Selon Staniforth, quelques airs bien irlandais furent joués à l’accordéon. Garryowen, Come back to Erin ou Saint Patrick’s Day permettaient l’évasion, la communion alors que Brian Boru, véritable son monotone de tous les peuples celtes, n’était joué que durant les grands ou tragiques moments. Ce sont en effet les soldats irlandais qui connurent la plus grosse attaque allemande au gaz de la guerre près d’Hulluch en avril 1916, qui capturèrent dans un combat sanglant Guillemont-Ginchy où le député nationaliste Willie Redmond et le poète Tom Kettle furent parmi les nombreux tués, et qui essuyèrent la gigantesque offensive allemande de mars 1918.  C’est en chantant  avec nostalgie celte le Tara-Usna Line que le Tyneside Irish Brigade partit à l’attaque contre les positions ennemies le 1er juillet 1916, le premier jour de la Bataille de la Somme et le pire de toute l’histoire de l’armée britannique.

Les propagandistes britanniques ont remarqué la sensibilité du peuple irlandais pour la musique, son passé mythique et l’utilisèrent afin de recruter.

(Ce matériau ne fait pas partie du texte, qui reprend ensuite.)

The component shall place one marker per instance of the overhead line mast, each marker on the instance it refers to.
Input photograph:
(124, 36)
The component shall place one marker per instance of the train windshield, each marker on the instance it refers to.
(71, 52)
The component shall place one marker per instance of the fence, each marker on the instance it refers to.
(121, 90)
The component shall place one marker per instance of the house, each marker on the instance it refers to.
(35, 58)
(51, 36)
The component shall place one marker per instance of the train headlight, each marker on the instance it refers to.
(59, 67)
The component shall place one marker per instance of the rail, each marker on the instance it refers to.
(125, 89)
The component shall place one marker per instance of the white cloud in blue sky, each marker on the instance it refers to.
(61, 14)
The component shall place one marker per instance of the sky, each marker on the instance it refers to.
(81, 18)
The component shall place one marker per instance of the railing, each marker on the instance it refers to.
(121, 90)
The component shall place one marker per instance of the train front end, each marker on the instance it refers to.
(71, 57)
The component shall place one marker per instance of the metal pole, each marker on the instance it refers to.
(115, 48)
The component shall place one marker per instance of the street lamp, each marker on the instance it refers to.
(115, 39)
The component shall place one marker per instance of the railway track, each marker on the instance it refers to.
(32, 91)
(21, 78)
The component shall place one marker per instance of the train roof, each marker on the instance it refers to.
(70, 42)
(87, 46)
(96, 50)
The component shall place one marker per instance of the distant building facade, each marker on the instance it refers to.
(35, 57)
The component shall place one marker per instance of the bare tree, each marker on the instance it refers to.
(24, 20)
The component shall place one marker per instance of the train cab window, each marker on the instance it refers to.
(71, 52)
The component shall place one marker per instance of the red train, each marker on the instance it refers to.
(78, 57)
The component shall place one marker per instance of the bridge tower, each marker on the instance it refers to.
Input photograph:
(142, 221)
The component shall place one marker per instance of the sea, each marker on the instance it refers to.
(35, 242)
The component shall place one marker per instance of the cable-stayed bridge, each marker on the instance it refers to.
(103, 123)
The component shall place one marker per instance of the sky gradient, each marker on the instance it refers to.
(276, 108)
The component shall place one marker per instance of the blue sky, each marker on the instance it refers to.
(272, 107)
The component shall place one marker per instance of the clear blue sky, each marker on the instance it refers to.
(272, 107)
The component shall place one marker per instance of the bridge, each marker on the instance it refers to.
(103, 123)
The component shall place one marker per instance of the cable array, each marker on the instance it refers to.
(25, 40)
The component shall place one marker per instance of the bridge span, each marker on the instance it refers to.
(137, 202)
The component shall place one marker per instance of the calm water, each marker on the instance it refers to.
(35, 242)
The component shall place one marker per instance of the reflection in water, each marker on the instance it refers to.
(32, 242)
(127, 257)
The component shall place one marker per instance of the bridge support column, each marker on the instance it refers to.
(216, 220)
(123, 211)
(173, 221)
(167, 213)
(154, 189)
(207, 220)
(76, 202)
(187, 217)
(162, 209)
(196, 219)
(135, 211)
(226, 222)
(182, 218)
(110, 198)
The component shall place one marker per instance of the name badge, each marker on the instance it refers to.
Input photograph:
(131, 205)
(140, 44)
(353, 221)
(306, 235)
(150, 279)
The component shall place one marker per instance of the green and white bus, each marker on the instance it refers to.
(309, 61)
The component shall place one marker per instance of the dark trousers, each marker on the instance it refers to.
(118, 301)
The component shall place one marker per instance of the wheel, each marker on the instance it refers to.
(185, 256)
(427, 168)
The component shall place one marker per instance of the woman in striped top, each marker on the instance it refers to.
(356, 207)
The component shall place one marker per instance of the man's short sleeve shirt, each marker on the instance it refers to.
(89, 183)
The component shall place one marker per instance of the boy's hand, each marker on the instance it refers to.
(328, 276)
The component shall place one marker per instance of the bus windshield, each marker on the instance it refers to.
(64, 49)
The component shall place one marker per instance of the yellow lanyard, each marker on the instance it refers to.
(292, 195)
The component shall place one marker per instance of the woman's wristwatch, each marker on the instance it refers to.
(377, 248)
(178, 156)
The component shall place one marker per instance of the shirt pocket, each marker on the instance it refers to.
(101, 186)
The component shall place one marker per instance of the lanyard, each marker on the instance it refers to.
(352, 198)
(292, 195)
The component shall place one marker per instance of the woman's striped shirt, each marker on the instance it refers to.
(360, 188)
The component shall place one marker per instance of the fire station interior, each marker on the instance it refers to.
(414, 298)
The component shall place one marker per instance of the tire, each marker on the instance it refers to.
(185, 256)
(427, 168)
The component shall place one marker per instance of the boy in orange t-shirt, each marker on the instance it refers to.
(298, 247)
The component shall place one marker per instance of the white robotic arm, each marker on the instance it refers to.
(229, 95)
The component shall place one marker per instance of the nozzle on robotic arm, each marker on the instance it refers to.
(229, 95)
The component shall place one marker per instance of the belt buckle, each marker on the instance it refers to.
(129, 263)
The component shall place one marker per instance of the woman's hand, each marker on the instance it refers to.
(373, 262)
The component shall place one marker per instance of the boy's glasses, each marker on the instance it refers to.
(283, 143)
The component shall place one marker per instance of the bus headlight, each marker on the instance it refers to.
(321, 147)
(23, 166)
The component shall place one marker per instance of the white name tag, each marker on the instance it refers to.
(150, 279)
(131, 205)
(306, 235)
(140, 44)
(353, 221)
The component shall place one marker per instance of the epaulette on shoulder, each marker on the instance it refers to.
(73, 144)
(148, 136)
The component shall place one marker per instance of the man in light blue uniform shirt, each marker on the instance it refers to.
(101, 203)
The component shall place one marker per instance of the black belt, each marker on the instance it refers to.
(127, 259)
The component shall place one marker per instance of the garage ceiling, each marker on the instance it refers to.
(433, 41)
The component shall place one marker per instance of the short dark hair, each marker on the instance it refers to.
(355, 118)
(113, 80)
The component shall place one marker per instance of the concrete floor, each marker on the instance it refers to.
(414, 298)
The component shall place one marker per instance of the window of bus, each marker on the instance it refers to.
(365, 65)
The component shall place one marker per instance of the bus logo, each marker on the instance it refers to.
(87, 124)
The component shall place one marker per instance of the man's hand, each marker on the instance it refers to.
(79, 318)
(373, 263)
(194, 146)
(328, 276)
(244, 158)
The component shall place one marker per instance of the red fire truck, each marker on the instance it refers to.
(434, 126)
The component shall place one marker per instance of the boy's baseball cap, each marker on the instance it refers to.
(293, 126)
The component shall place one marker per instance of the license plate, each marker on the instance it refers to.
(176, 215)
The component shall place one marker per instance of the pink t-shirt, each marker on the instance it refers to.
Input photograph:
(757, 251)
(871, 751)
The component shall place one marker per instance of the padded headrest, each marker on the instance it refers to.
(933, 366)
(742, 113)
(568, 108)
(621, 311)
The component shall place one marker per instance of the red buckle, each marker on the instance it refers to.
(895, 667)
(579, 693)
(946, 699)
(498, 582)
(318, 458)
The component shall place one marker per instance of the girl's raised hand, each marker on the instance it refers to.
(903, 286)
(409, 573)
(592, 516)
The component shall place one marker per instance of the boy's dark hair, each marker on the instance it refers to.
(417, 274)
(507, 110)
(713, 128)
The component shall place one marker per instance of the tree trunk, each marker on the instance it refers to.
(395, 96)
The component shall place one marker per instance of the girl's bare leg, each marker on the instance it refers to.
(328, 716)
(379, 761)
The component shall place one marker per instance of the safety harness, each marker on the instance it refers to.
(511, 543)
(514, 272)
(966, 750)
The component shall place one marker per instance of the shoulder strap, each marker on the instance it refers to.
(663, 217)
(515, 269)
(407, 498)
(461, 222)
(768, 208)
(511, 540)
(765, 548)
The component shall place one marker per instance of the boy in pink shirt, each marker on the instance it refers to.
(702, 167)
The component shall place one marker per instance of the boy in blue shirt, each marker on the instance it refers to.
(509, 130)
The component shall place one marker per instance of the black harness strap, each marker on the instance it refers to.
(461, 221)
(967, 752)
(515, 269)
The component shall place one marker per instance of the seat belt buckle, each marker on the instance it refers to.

Et puis n’est-ce pas la harpe qui est l’emblème de l’Irlande depuis le XIIIème siècle?

On l’a retrouve sur cette affiche de l’armée britannique, Will you answer the call?- Now it is nowtime, montrant une femme ayant les traits caractéristiques d’une Irlandaise. Il s’agit de la reine mythologique du Connaught, Maeve. Sa main droite est levée en signe de bénédiction, et sa main gauche est posée sur la harpe et semble l’écouter. L’instrument de musique joue le rôle de fenêtre ou de porte vers un autre monde. Un sergent-major de l’armée britannique joue la ‘Charge’ avec son clairon. Derrière lui, c’est un paysage de guerre, avec deux soldats qui tirent avec une pièce d’artillerie. Le paysage de l’Irlande, représenté à la fois par la reine et par les couleurs des collines, semble en paix et un lieu que l’on doit préserver.

 

The call to arms utilise ironiquement les symboles irlandais. Elle montre un joueur de cornemuse irlandais vêtu d’un uniforme vert kaki et avec d’un bonnet lui aussi vert jouant le Uileann Pipes. A ses côtés, un grand lévrier irlandais (Mascotte de la 16ème Division- le plus grand des chiens et autrefois utilisé pour la chasse au loup – l’Allemand?) et derrière lui un régiment irlandais marchant sur un chemin de campagne avec un joueur de tambour et un grand drapeau avec la harpe. Une nouvelle fois avec ses deux exemples, la musique est un lié à l’engagement de l’Irlande, à l’appel du rassemblement dans le combat de 1914-1918.

 

Même des années après la guerre, la musique irlandaise traita du passé dans les tranchées facilitant le débat sur les nationalistes qui choisirent de rejoindre l’armée britannique afin d’accéder à leurs libertés.

 

Le chanteur et compositeur australien d’origine écossaise, Eric Bogle, se rendit un jour dans un cimetière militaire en France et aurait été frappé par une tombe parmi d’autres, celle de William McBride mort à 21 ans. Il se mit à écrire en 1976 No man’s land, en transformant une vieille chanson populaire écoissaise, Oh Waly, Waly en une dramatique fictitious conversation et s’adresse au jeune soldat mort. Ce fut surtout le groupe The Fureys et Davey Arthur qui rendit célèbre cette conversation dans les années 80 avec The green fields of France. De nombreuses fois, la chanson fut reprise par des groupes comme The Dubliners ou Dropkick Murphys. The Fureys écrivèrent aussi Gallipoli où ils chantent les paroles d’un père à son fils mort sur ce champ de bataille de Turquie.

La musique a donc toujours accompagné les soldats irlandais de la Première Guerre mondiale parlant et témoignant pour eux. Les photos en noir et blanc et quelques films muets sont dans nos mémoires afin d’illustrer nos pensées sur la guerre 1914-1918. Mais alors que le monde va commémorer le 90ème anniversaire de la fin du conflit mondial, nous devons aussi nous remémorer qu’il existait bel et bien un son, une musique sur le champ de bataille aux côtés des soldats irlandais et qui leur fait toujours écho.